MBO Partners’ Gene Zaino on the Rise of the Independent Worker (Part 2)

Spend Matters recently interviewed Gene Zaino, president and CEO of MBO Partners, on his firm’s recent study looking at the rise of independent workers in America. In Part 1 of the interview, Gene began to share his thoughts on key takeaways from the MBO survey, surprise findings from the report and what it means for government and tax policy. Today, we continue our discussion with Gene.

Spend Matters: Could you share some further thoughts (continuing from the previous discussion) on the impact on government policy towards independents?

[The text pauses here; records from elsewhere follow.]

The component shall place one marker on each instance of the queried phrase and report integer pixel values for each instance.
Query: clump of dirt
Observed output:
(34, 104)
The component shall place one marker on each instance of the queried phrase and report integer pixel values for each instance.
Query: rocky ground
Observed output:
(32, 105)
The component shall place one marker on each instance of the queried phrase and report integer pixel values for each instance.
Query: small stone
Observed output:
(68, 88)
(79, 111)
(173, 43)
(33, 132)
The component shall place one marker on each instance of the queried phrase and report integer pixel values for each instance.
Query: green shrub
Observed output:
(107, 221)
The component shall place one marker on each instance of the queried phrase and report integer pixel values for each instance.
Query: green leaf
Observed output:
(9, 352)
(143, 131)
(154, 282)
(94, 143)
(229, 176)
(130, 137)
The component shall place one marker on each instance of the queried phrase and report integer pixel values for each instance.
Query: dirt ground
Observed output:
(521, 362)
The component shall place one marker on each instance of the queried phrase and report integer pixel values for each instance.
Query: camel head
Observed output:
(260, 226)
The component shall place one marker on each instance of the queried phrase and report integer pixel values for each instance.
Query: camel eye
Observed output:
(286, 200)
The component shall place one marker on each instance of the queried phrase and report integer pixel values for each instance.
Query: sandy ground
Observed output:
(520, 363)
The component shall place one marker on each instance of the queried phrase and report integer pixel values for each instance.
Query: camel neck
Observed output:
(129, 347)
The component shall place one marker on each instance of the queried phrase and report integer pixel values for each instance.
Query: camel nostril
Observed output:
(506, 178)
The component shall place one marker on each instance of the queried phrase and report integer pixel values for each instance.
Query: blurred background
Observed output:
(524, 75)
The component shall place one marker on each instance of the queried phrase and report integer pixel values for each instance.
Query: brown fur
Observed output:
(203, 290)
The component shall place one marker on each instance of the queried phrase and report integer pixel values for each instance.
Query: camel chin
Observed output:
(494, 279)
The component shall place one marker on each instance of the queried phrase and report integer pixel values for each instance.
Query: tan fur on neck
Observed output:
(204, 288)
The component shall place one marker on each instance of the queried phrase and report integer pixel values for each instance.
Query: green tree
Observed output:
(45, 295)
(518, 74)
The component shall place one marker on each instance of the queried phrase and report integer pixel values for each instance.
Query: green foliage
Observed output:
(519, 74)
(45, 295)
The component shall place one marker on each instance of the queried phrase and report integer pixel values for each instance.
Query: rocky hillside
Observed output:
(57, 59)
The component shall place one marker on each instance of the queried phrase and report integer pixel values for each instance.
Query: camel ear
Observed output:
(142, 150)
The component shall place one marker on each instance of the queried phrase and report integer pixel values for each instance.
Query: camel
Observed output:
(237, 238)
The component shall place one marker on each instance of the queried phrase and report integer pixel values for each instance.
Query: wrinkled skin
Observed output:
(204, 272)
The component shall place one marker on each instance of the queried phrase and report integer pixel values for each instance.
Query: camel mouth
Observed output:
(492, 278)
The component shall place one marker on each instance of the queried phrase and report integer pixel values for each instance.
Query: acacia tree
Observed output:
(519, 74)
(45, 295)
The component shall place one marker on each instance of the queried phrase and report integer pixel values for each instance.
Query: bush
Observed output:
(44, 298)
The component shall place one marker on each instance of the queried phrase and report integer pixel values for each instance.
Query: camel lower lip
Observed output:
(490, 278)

Gene Zaino: It will create a new industry to serve these independents as well as provide growth in good middle class income generation, innovation, a farm team for new small business start-ups and of course increased tax revenues. Government should stay out of the way and let the market fix itself.

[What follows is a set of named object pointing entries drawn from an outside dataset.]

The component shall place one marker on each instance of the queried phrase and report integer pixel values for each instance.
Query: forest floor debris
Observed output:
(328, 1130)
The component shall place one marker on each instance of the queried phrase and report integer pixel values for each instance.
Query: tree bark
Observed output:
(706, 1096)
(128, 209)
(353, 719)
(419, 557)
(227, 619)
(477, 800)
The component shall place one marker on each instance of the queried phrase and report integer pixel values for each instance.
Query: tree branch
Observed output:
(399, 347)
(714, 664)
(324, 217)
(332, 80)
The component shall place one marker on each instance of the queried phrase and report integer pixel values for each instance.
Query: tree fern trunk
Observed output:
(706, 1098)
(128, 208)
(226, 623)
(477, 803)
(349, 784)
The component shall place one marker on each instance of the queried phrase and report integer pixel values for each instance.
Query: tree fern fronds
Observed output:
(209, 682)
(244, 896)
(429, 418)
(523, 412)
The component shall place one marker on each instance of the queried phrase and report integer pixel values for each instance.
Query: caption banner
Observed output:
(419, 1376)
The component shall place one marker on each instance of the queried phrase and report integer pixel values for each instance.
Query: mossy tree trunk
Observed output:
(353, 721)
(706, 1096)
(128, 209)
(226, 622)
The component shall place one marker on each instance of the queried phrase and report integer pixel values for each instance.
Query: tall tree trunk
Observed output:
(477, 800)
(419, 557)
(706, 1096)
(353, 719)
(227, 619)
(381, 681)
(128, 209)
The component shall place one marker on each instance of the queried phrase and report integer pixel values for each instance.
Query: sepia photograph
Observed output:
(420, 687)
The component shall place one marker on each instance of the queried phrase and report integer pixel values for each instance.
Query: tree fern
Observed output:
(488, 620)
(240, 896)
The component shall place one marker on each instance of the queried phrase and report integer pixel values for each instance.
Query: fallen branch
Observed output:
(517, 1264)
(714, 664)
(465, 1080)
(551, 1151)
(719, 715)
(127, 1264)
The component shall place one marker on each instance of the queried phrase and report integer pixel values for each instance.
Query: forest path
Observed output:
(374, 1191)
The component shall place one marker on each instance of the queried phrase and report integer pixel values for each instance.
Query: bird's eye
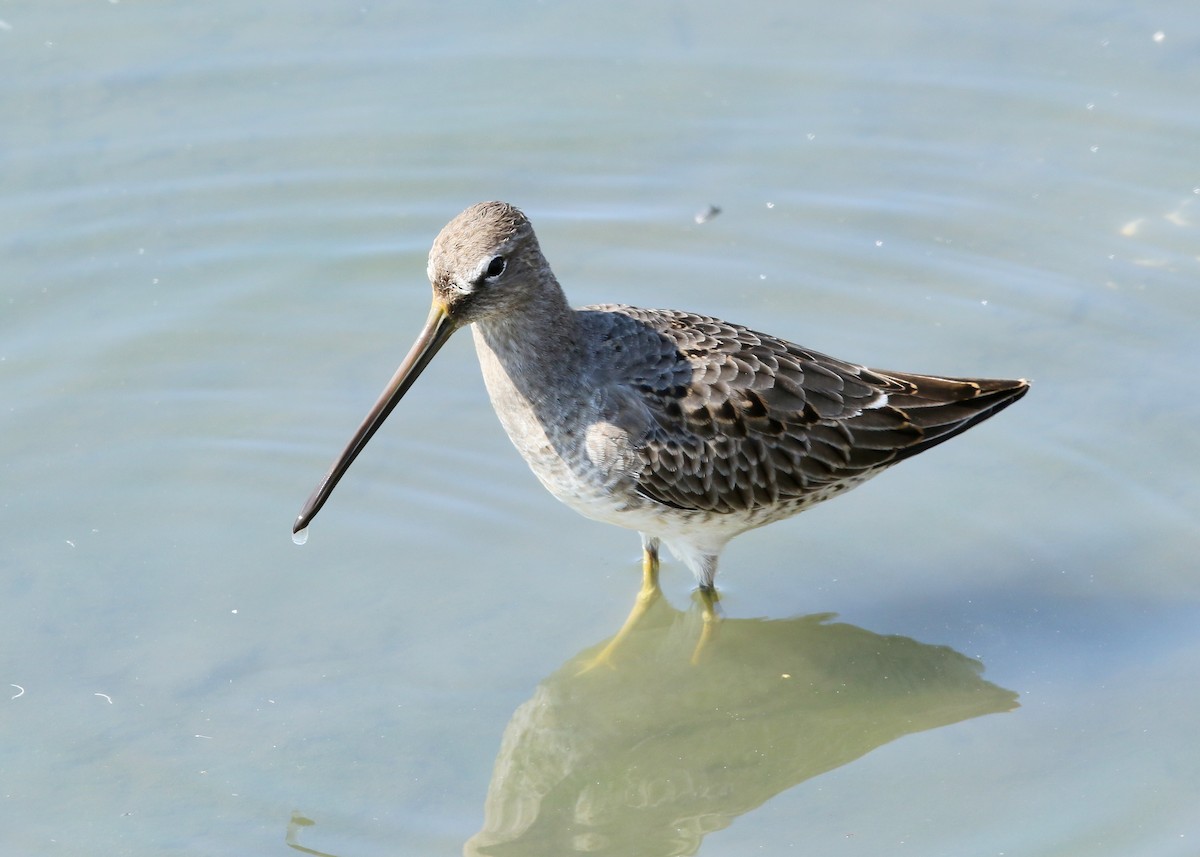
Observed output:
(496, 267)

SM: Where will the survey results be in a decade’s time? What will have changed?

GZ: In 2024, the number of independents will be at least half the workforce and it will be a standard expectation that most people will need to be more self-reliant with their lives and careers. The independents worker satisfaction rate will remain over 80%.

SM: Are corporations and procurement ready for this evolving transition? If not, what should they do to prepare?

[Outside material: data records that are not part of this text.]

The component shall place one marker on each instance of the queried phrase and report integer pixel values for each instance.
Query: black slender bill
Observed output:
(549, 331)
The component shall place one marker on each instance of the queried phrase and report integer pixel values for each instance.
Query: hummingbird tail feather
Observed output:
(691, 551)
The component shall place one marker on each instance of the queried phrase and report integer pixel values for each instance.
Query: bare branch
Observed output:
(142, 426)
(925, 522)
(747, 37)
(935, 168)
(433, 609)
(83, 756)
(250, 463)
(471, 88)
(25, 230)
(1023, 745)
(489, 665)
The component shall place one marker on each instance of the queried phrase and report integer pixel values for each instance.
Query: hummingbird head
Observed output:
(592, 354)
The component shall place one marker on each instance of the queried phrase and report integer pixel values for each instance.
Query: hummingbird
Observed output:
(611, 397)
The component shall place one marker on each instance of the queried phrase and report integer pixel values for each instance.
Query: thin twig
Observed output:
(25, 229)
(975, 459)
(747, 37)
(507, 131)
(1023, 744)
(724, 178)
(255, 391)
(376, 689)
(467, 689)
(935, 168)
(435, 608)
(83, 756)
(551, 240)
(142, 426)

GZ: No many are not. They need to build systems, processes and programs that make it safe and easy to do business with independents. They need to create functional areas that manage this and build a culture to become “clients of choice.”

Curiously, to this last point, many of the “top compensated” independent workers – which we can read as the most valuable to corporations, in the majority of cases – are likely to come from untraditional (i.e.. now staffing/MSP program) channels, according to MBO’s research:

“The importance of networks and networking for independent workers cannot
be overstated. By far the most important source of work for solopreneur independents is network generated word-of-mouth referrals. Almost 3 out of 4 survey respondents listed word-of-mouth as their top method of getting work and an additional 16% listed this in their top three ways of getting work. Interestingly, independent workers making $100k or more rely on work-of-mouth even more, with 84% reporting it’s their top method and 92% listing it in their top three.”

There’s no doubt that corporate services procurement programs will have to evolve past staffing-/MSP-led efforts to tap this rising source of talent. As important from a procurement perspective, these “freelance” resources often cost 20-50% less (based on the same profile) than if they had gone through a staffing channel.